Woodmansee, John and others. The World of a Giant Corporation. Seattle: North County Press, 1975. 84 pages.

This report, an in-depth look at General Electric, was produced by a group that came together through the American Friends Service Committee. AFSC's National Action Research on the Military Industrial Complex (NARMIC), along with similar efforts such as the Honeywell Project of Minneapolis, tried to understand the Vietnam war in terms of the role played by major U.S. corporations. For the GE project, this group assembled an extensive collection of the company's publications, such as annual reports, company magazines, advertisements, and reprints of speeches by executives. Then they interviewed some GE officials, and combed the press for articles on GE.

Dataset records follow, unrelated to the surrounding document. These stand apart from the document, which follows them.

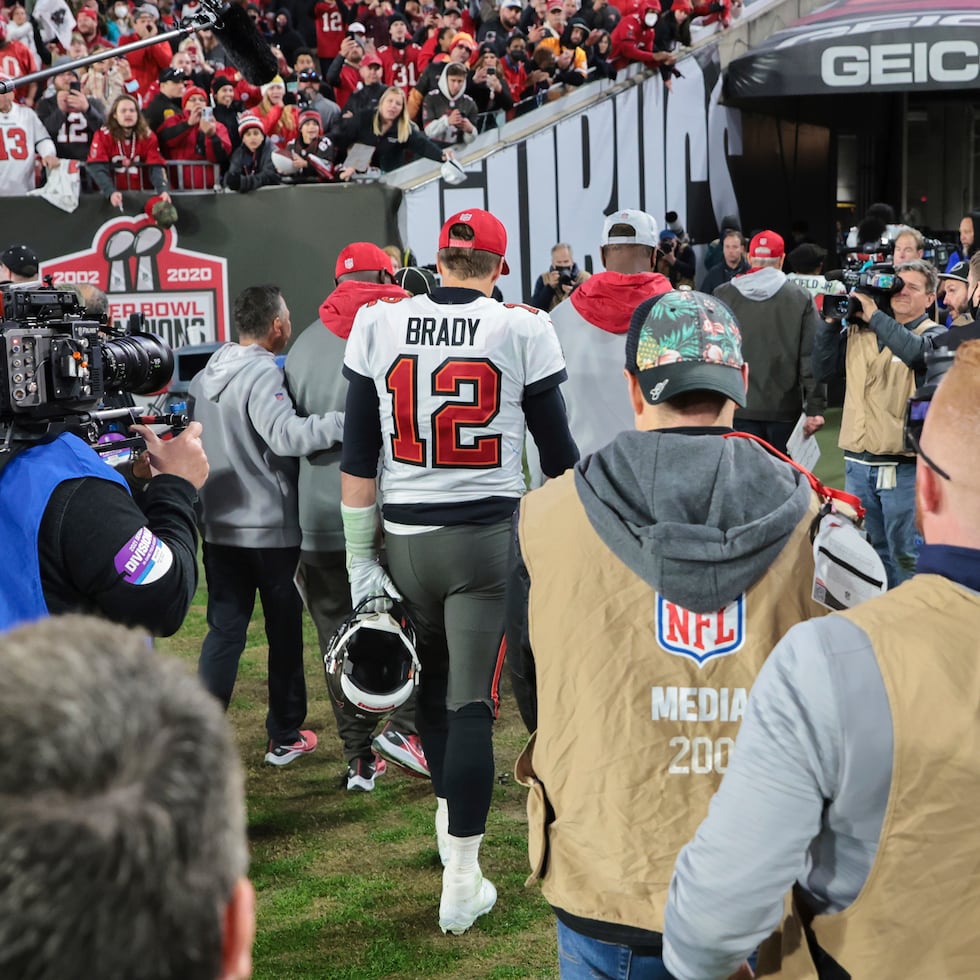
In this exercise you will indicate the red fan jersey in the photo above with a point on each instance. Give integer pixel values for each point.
(129, 158)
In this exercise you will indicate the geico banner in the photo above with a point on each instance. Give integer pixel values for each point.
(558, 185)
(182, 294)
(865, 46)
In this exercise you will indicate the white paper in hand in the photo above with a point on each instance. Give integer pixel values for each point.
(802, 449)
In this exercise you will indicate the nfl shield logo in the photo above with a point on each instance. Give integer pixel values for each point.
(700, 636)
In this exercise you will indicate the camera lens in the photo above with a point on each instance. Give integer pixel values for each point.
(138, 363)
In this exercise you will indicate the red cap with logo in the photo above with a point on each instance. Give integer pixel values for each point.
(767, 245)
(362, 257)
(489, 235)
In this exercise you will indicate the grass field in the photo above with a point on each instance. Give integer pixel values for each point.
(348, 883)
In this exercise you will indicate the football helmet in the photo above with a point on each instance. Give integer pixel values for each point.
(371, 665)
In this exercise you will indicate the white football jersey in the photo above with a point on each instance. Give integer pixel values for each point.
(22, 136)
(450, 382)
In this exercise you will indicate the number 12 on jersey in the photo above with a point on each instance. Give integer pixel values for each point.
(449, 419)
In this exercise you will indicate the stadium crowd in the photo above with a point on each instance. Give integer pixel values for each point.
(390, 81)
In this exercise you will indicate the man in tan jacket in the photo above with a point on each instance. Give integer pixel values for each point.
(651, 583)
(856, 774)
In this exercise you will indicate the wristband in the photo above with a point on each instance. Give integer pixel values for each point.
(362, 531)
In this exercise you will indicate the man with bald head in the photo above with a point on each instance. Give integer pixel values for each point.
(856, 766)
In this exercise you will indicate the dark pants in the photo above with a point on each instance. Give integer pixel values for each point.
(328, 601)
(234, 575)
(453, 580)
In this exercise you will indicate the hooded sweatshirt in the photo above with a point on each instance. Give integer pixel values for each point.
(253, 436)
(778, 322)
(700, 518)
(436, 108)
(591, 325)
(316, 382)
(702, 547)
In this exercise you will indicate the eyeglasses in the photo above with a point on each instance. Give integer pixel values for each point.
(913, 438)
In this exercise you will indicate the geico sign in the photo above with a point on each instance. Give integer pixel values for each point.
(851, 65)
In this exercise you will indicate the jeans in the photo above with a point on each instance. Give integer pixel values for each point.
(583, 958)
(775, 433)
(234, 575)
(890, 517)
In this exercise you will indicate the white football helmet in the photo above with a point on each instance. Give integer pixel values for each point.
(371, 665)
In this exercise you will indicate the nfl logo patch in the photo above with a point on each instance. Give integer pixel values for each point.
(700, 636)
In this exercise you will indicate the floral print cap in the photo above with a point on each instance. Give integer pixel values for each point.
(685, 341)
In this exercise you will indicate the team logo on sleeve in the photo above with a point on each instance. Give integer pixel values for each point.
(700, 636)
(144, 558)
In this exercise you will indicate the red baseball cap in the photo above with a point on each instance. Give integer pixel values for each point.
(489, 235)
(362, 257)
(767, 245)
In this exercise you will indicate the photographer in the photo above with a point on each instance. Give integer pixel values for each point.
(558, 282)
(883, 358)
(77, 539)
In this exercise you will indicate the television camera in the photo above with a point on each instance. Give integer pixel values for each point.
(63, 371)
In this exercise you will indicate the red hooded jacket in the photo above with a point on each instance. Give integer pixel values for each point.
(607, 299)
(632, 40)
(338, 310)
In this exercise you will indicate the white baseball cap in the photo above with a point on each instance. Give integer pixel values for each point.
(644, 227)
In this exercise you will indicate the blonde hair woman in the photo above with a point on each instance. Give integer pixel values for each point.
(391, 132)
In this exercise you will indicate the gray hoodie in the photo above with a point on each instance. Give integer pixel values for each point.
(697, 516)
(779, 323)
(253, 438)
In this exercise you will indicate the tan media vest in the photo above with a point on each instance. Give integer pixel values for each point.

Since GE is so diversified, their report followed the same pattern, in that aspects beyond defense production are also investigated: the labor environment, public relations, who's who in top management, the corporate culture, foreign investment, and GE's dependency on the growth paradigm. Over 300 end notes are included. This is a serious piece of research, and it's utterly distressing that U.S. culture, or counterculture, no longer supports similar research projects. Today you'd have to strip out the end notes along with most of the content, add stereo and video, and present it as multimedia. And you'd still have to convince Generation X that it's worth their time to learn about the folks who are pulling their strings.